Defining genetic determinants of the Metabolic Syndrome in the Framingham Heart Study using association and structural equation modeling methods
- 325 Downloads
- 8 Citations
Abstract
The Metabolic Syndrome (MetSyn), which is a clustering of traits including insulin resistance, obesity, hypertension and dyslipidemia, is estimated to have a substantial genetic component, yet few specific genetic targets have been identified. Factor analysis, a sub-type of structural equation modeling (SEM), has been used to model the complex relationships in MetSyn. Therefore, we aimed to define the genetic determinants of MetSyn in the Framingham Heart Study (Offspring Cohort, Exam 7) using the Affymetrix 50 k Human Gene Panel and three different approaches: 1) an association-based "one-SNP-at-a-time" analysis with MetSyn as a binary trait using the World Health Organization criteria; 2) an association-based "one-SNP-at-a-time" analysis with MetSyn as a continuous trait using second-order factor scores derived from four first-order factors; and, 3) a multivariate SEM analysis with MetSyn as a continuous, second-order factor modeled with multiple putative genes, which were represented by latent constructs defined using multiple SNPs in each gene. Results were similar between approaches in that CSMD1 SNPs were associated with MetSyn in Approaches 1 and 2; however, the effects of CSMD1 diminished in Approach 3 when modeled simultaneously with six other genes, most notably CETP and STARD13, which were strongly associated with the Lipids and MetSyn factors, respectively. We conclude that modeling multiple genes as latent constructs on first-order trait factors, most proximal to the gene's function with limited paths directly from genes to the second-order MetSyn factor, using SEM is the most viable approach toward understanding overall gene variation effects in the presence of multiple putative SNPs.
Keywords
Structural Equation Modeling Factor Score International Diabetes Federation Standardize Root Mean Square Residual Binary TraitList of abbreviations used
- BMI
Body mass index
- CHD
Coronary heart disease
- CFI
Comparative fit index
- DBP
Diastolic blood pressure
- FA
Factor analysis
- HDL
High density lipoprotein-cholesterol
- IDF
International Diabetes Federation
- LD
Linkage disequilibrium
- MetSyn
Metabolic Syndrome
- RMSEA
Root mean square error of approximation
- SBP
Systolic blood pressure
- SEM
Structural equation modeling
- SNP
Single-nucleotide polymorphism
- SRMR
Standardized root mean square residual
- WHO
World Health Organization.
Background
The Metabolic Syndrome (MetSyn) is a clustering of metabolic disturbances that increases the risk of type 2 diabetes and cardiovascular disease [1], and may contribute to the pathogenesis of other complex diseases, including cancer [2]. MetSyn is estimated to affect over 47 million adult Americans [3, 4] and is becoming increasingly more prevalent worldwide [5, 6]. Although MetSyn has been shown to increase with age, recent studies have shown a rise in this disease among younger people in the U.S., particularly in women 20 to 39 years of age [1]. Interestingly, this rise mirrors the increasing rates of obesity in women of these ages.
Although it is well established that MetSyn involves the co-occurrence of multiple metabolic traits, there are differences in the formal definitions set forth by the World Health Organization (WHO), the National Cholesterol Education Program Third Adult Treatment Panel (NCEP-ATP III), the American Heart Association/National Heart, Lung and Blood Institute (AHA/NHLBI) and the International Diabetes Federation (IDF), predominantly in defining the most relevant elements and their biological cut-points, which has contributed to confusion in the literature [7]. Nevertheless, all of these definitions include criteria on four common traits: 1) insulin resistance, 2) obesity, 3) hypertension, and 4) dyslipidemia.

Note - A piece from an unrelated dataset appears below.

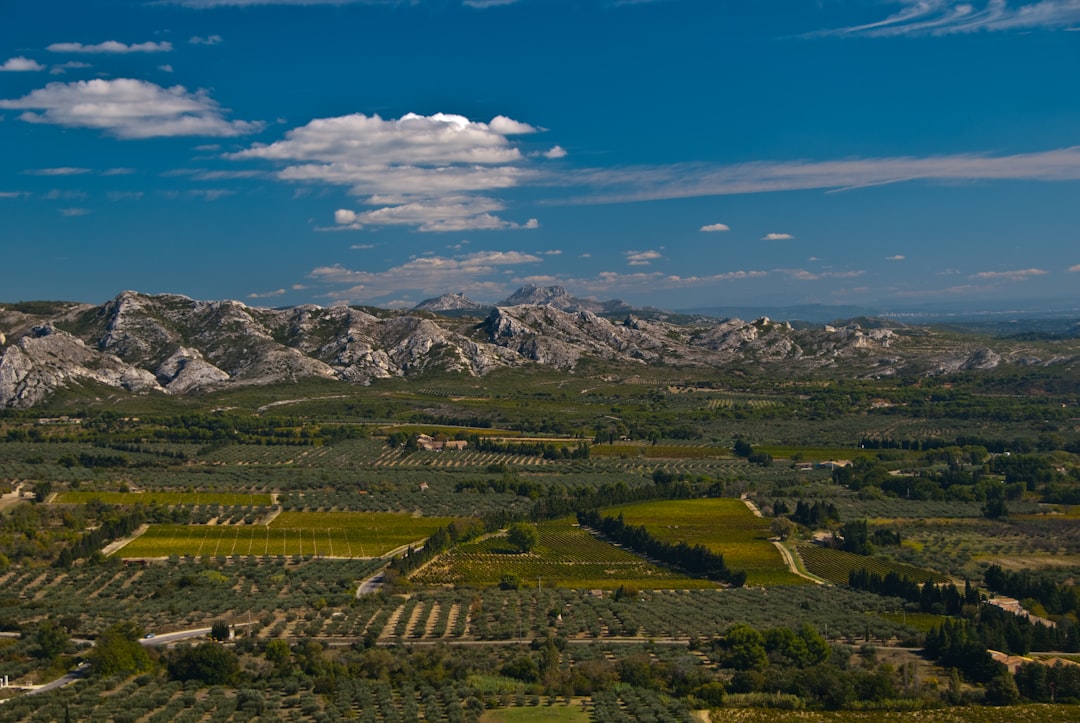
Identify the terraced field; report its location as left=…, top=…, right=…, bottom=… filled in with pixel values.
left=114, top=512, right=460, bottom=559
left=795, top=543, right=948, bottom=585
left=411, top=518, right=716, bottom=589
left=605, top=498, right=807, bottom=585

Factor analysis, a statistical method under the umbrella of structural equation modeling (SEM), has been used, albeit sparingly, to help define the critical elements and structure of the syndrome. Studies conducted in adults using 8 to 10 metabolic measures (fasting insulin, fasting glucose, post-challenge insulin, post-challenge glucose, body mass index (BMI), waist circumference or waist-to-hip ratio (WHR), high density lipoprotein-cholesterol (HDL), triglycerides (TG), systolic blood pressure (SBP), diastolic blood pressure (DBP)) have shown that the MetSyn is best described, statistically, as a unifying, second-order factor defined by four first-order factors (Insulin Resistance, Obesity, Hypertension, Lipids) [8, 9, 10].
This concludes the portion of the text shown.